New London Architecture

Remove cars, enliven streets!

Monday 09 May 2022

David Taylor

Editor, NLQ and New London Weekly

Cities must continue to push for fewer cars on the road if urban streets are to flourish as attractive places in which people can meet.

That was the chief message to emerge from NYLON: Activating Streets, the latest in a series of live link-ups between key built environment thinkers from New York and London.

Cannon Ivers of LDA Design said that the key thing being witnessed especially in London was of a transformation of places that were dominated by cars to spaces for people. ‘The heavy lifting really happens just by ridding places of cars because what you do is you transform it from basically two different user groups – the vehicle and the people that are forced on the footpaths; getting from A to B it’s very much a space of transit. The minute the car has gone it becomes a space people to dwell…to me it’s aways phenomenal when you see the before and after’.

That transformation has certainly been evident with LDA Design’s work at Alfred Place in London where the removal of cars has been ‘dramatic’, replaced by planting, lawns, play areas and generous seating, to unlock the area’s potential.
Ivers was responding to a series of speakers kicked off by KPF’s Annabel Fernandez, who pointed to the importance of London’s streets and the downside that there are some three million licenced vehicles in the city and the average car is parked for at least 95% of the time. ‘If we allow ourselves to see beyond cars, a car parking spot could become a ping pong table, a vegetable rain garden, a coffee barn or little park or simply a wider pavement’, she said. ‘And then people would be using the space for the main purpose of cities – meeting people’.

Guillermo Gomez of the Urban Design Forum spoke about its Streets Ahead programme, looking at transforming streets to build connected communities, investing in public realm and moving on from the pedestrianisation of Times Square. The organisation convened 45 urban design forum fellows to look at new ideas for the 6000 miles of city streets under the lenses of culture, climate, commerce, care and continuity. Some of them included dedicated spaces for last mile delivery bikes and micro distribution vehicles and shared connections to local power for micro businesses on the streets. ‘We want to add to the conversation to broaden hearts and minds to regular New Yorkers to just surrender a few parking spots in exchange for a safer and livelier and healthier city’, he said.

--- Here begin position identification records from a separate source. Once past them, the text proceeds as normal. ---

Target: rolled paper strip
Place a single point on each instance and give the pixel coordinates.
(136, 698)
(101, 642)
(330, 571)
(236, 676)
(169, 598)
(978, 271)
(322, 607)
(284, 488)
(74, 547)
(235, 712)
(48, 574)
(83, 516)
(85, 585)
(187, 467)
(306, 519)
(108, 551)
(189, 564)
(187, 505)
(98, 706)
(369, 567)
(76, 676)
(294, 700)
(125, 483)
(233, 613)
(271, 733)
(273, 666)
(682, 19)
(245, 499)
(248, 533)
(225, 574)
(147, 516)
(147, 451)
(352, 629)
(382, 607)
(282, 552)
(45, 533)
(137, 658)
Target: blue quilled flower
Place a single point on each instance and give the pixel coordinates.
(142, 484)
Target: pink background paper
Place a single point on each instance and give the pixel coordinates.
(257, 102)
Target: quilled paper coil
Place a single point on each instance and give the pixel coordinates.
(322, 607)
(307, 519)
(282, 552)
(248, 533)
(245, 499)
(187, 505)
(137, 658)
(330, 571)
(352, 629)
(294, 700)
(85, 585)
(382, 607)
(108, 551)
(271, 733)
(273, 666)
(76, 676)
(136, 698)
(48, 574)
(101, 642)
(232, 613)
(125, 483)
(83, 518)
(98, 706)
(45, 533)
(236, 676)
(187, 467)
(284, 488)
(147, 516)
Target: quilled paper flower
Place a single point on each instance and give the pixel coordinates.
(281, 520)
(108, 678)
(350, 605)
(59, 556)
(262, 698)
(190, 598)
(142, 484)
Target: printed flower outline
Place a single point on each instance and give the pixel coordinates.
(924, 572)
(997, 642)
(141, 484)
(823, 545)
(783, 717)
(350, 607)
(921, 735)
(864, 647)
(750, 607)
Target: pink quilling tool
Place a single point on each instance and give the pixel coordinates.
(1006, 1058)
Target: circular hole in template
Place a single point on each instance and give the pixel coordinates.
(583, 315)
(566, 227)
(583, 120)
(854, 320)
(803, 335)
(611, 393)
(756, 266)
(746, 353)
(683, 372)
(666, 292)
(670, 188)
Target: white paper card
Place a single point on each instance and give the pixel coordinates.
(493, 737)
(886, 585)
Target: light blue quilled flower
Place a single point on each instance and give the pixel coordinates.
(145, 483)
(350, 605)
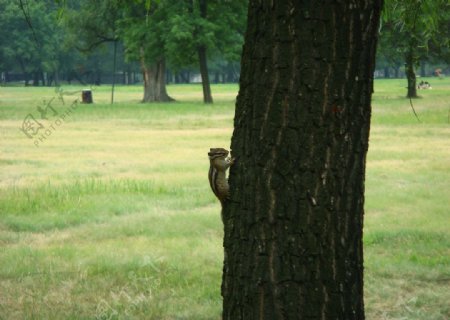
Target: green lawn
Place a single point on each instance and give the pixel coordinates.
(110, 216)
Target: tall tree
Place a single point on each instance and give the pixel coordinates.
(417, 22)
(143, 30)
(201, 29)
(293, 223)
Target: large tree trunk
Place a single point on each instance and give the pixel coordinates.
(155, 82)
(293, 224)
(410, 75)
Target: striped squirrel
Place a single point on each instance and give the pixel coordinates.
(219, 164)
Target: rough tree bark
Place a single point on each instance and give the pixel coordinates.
(293, 224)
(155, 81)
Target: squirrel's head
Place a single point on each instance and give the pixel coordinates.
(215, 153)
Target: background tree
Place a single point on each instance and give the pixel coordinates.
(417, 22)
(202, 29)
(143, 30)
(293, 225)
(96, 30)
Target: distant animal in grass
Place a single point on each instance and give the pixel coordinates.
(424, 85)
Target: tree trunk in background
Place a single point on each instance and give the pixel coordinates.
(410, 75)
(293, 224)
(207, 97)
(155, 82)
(202, 57)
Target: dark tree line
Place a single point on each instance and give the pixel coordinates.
(47, 41)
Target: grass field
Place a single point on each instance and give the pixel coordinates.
(109, 214)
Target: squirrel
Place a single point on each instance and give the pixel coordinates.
(219, 164)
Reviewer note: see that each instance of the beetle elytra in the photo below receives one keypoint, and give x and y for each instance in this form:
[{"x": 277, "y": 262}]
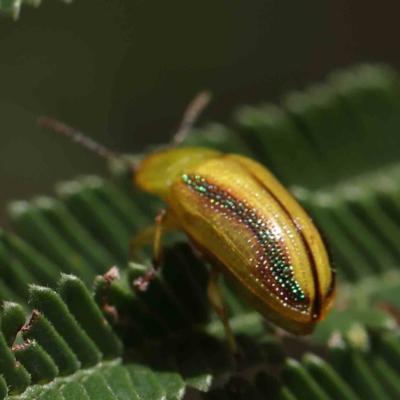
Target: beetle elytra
[{"x": 244, "y": 223}]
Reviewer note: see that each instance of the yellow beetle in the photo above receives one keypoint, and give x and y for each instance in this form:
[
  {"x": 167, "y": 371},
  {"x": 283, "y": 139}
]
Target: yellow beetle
[{"x": 244, "y": 223}]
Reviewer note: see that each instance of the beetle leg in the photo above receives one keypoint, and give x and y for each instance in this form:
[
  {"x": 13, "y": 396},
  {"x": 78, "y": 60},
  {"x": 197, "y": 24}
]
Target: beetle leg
[
  {"x": 163, "y": 221},
  {"x": 217, "y": 302}
]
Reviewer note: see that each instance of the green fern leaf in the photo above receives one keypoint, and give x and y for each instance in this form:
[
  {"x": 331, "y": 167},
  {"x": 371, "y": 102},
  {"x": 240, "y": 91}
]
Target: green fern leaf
[{"x": 335, "y": 145}]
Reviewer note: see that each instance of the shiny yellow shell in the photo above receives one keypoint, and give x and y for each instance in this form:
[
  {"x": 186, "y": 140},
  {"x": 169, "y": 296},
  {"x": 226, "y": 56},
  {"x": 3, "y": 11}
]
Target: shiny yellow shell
[{"x": 249, "y": 227}]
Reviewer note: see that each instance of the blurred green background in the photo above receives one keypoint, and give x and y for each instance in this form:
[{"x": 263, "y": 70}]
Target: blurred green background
[{"x": 124, "y": 70}]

Other presentations included from Katherine Fleming of South Westminster BID on the dramatic changes underway at New Strand Aldwych, where it has striven to transform the public realm and rid it of traffic as a ‘catalyst’ project to put the area on the map, delivered through a model partnership approach. Cynthia Grant of the New West End Company BID presented her work at Hanover Square and to the surrounding public realm around Bond Street, where she said getting the funding for the projects from myriad stakeholders was definitely aided by accurate visualisations compared to the subsequent reality. ‘Having this approach meant that we got trust, and we got money’, she said.

Finally, May Yu from the Downtown Brooklyn Partnership showed how the area had changed from being a traditional back office and civic centre to a large mixed use neighbourhood and is working to overcome challenges including a lack of green space and make it a ‘people-centric downtown’. It is doing so through measures including a shared street network with pedestrian-priority streets, that focuses on narrowing the roadway and minimising car traffic as much as possible. ‘We're working on the ability to reclaim our streets and prioritize pedestrians over cars by widening sidewalks’, she said.